11–13 Dec 2025
Asia/Tokyo timezone

"Exclusive" resources that are not exclusive - the case of shared GPIOs in DT systems

Not scheduled
20m
Devicetree MC Devicetree MC

Speaker

Mr Bartosz Golaszewski (Linaro)

Description

The high-level idea behind the linux kernel GPIO consumer API is that lines are an exclusive resource - only one logical consumer can request and control a GPIO pin. This results naturally from the type of operations that a low-level user can perform on GPIO lines - after all: one user setting the line's direction to output while another sets it to input is an example of a very clear conflict that cannot easily be solved without involving a higher level abstraction wrapping the low-level GPIO primitives.

In real life however, nothing stops hardware designers from connecting the same IO pin to multiple devices and this is what we - as kernel engineers - later see modeled in device-tree as phandles referencing the same GPIO assigned to different device nodes.

In some cases, we have infrastructure in place to handle this correctly.
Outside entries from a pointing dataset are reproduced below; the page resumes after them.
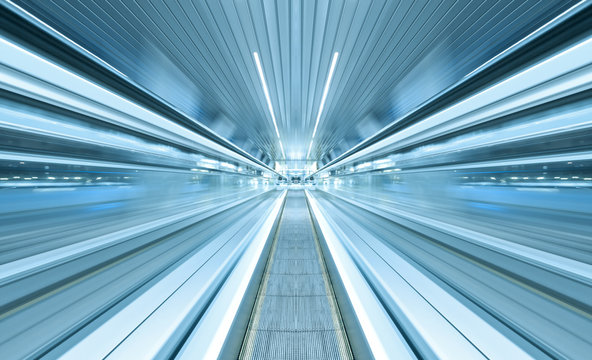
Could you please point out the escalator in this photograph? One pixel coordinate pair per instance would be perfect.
(295, 315)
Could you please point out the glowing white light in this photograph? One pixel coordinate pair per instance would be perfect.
(325, 92)
(282, 147)
(265, 91)
(309, 147)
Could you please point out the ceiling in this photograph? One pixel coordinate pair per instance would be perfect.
(198, 56)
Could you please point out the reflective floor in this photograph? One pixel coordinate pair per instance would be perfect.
(295, 179)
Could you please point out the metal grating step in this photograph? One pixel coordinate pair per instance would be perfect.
(295, 314)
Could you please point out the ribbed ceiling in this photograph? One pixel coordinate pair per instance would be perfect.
(198, 56)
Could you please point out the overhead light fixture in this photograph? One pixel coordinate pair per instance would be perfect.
(266, 91)
(282, 147)
(325, 92)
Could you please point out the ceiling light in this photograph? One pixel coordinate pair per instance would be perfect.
(282, 147)
(325, 92)
(266, 91)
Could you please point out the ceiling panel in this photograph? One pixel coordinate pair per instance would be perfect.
(198, 56)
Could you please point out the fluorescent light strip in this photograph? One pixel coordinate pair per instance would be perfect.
(325, 92)
(282, 147)
(266, 91)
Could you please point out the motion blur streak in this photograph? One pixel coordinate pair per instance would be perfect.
(149, 209)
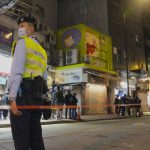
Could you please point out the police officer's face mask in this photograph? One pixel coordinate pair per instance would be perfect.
(22, 32)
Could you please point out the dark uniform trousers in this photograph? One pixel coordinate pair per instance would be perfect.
(26, 129)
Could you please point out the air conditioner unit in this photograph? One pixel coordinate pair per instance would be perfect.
(72, 56)
(52, 38)
(87, 59)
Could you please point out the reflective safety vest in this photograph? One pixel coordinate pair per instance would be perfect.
(36, 58)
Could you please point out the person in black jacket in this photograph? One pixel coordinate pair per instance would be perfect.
(59, 101)
(68, 99)
(73, 110)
An example would be: the semi-standardized reset-gpios DT property that will be interpreted by the reset core as a simple reset provider with a shared GPIO which is driven "high" when the reset is asserted. Reset core handles multiple references to the same "logical" reset.

Device-tree however is supposed to model the real hardware so as soon as the same GPIO is used by multiple devices in a different context, we are in a situation where two separate drivers need to request the same line. We currently only have a hack in place that allows drivers to basically "fight" over the GPIO with no concurrency protection and no actual logic behind.

That's not all: the problem can become even more complex than a simple reference counting of value setting. An example of such a problem is the PERST# signal in PCI shared between endpoints where the expected (logical) behavior is: physically drive the line high only once ALL the users want it driven high.

This talk will describe the problems in detail, describe existing solutions and the need for better ones, what has been done so far and how much we can do in C code with the information contained in device-tree before we have to resort to quirks.